»Schon, aber Sie vergessen die Hauptsache.«
»Mmh?«
»Ich rede von Ihrem Auftrag. Von der Rettungsmission und von Ihrer christlichen Pflicht, am Leben zu bleiben.« Mit einem schmalen Lächeln hockte er sich neben mich und nippte an seinem Kaffee. »Was Emily Palmbridge und ihrer Expedition zugestoßen ist, könnte auch uns zustoßen«, fuhr er fort. »Die Frau hatte bestimmt nicht vor, sich an diesem idyllischen Fleckchen Erde zur Ruhe zu setzen.

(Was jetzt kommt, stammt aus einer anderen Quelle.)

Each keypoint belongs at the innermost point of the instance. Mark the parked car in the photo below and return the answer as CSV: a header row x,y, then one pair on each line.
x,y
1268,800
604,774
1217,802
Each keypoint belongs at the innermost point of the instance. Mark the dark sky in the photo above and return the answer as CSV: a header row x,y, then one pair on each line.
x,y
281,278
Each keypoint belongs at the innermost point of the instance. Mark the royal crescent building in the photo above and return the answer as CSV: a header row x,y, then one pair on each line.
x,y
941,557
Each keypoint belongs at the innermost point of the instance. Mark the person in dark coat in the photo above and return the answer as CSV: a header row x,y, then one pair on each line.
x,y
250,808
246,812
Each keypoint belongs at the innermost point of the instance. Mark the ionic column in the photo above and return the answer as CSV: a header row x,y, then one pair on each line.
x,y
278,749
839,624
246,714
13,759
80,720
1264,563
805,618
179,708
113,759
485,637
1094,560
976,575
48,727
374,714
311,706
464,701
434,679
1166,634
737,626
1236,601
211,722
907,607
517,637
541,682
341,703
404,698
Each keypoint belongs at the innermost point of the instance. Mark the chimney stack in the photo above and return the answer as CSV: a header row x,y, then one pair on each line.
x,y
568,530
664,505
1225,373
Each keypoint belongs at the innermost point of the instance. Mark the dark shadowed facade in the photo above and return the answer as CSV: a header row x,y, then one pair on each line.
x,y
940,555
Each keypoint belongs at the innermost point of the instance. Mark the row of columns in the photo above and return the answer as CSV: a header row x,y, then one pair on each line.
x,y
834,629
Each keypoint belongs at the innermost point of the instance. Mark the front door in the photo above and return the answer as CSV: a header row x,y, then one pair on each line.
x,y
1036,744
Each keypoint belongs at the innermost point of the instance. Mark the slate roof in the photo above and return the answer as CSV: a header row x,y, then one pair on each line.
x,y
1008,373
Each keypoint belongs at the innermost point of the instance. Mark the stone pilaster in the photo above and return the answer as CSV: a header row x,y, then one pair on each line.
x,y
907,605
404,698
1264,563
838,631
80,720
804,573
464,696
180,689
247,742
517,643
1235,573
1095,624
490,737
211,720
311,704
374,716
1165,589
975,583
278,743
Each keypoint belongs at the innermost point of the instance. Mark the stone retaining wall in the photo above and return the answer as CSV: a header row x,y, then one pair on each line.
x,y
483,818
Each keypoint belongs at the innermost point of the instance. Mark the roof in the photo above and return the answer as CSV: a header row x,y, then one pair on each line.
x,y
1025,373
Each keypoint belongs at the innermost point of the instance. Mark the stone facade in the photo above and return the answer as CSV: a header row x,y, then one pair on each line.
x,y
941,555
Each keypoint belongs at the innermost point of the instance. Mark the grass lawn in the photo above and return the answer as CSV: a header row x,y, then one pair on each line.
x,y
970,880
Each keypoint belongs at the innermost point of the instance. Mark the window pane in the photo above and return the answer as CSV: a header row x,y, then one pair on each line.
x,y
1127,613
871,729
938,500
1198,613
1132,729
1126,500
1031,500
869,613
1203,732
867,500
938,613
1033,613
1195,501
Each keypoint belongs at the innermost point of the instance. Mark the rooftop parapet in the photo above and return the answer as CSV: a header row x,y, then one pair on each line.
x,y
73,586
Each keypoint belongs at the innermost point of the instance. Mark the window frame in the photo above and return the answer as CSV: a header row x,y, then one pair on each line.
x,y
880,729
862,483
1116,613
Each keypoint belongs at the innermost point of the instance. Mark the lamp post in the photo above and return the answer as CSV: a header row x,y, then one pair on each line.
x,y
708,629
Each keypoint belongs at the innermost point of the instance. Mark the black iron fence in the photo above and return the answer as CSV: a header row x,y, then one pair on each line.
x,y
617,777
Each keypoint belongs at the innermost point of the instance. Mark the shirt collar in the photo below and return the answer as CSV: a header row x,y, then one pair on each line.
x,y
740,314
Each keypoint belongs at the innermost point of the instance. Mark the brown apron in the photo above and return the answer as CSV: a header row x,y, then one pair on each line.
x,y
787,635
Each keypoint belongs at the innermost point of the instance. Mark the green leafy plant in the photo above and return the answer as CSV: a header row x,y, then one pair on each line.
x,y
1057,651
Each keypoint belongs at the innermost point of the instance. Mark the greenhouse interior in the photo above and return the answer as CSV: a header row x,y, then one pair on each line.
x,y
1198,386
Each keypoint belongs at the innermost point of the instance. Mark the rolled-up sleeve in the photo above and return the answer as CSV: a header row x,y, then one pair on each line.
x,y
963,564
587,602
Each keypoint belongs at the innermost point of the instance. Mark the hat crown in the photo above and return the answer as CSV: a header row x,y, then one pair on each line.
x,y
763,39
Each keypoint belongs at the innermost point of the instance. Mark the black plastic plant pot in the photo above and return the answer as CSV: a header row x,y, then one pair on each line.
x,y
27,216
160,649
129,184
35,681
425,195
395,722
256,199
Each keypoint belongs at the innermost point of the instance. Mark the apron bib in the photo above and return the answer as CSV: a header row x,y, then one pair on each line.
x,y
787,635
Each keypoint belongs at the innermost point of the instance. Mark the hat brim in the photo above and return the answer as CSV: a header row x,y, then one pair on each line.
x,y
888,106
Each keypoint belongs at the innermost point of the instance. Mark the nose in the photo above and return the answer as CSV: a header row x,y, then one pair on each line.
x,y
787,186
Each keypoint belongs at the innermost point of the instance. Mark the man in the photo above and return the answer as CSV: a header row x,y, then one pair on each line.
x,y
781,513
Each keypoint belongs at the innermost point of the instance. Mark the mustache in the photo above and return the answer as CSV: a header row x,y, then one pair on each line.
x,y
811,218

Es ist etwas geschehen, auf das sie nicht vorbereitet war, und ich habe nicht vor, ihr Schicksal zu teilen.« Damit lud er das Gewehr durch, legte es an seinen Platz zurück und ließ den Deckel der Box zufallen. »Wir wissen ja noch gar nicht mal, ob sie wirklich tot sind«, murmelte ich. »Verdammt ...« Beim
Versuch, das Taschenmesser zusammenzuklappen, hatte ich versehentlich auf die Schneide gedrückt. Ein dicker Tropfen Blut quoll aus der Wunde hervor. Ich steckte den Daumen in den Mund, aber der Schnitt war tief und die Blutung ließ sich nicht stoppen. Ein Anflug von Panik überrollte mich. »So ein Mist!«
»Was ist denn los?« Maloney schien von meiner heftigen Reaktion überrascht zu sein.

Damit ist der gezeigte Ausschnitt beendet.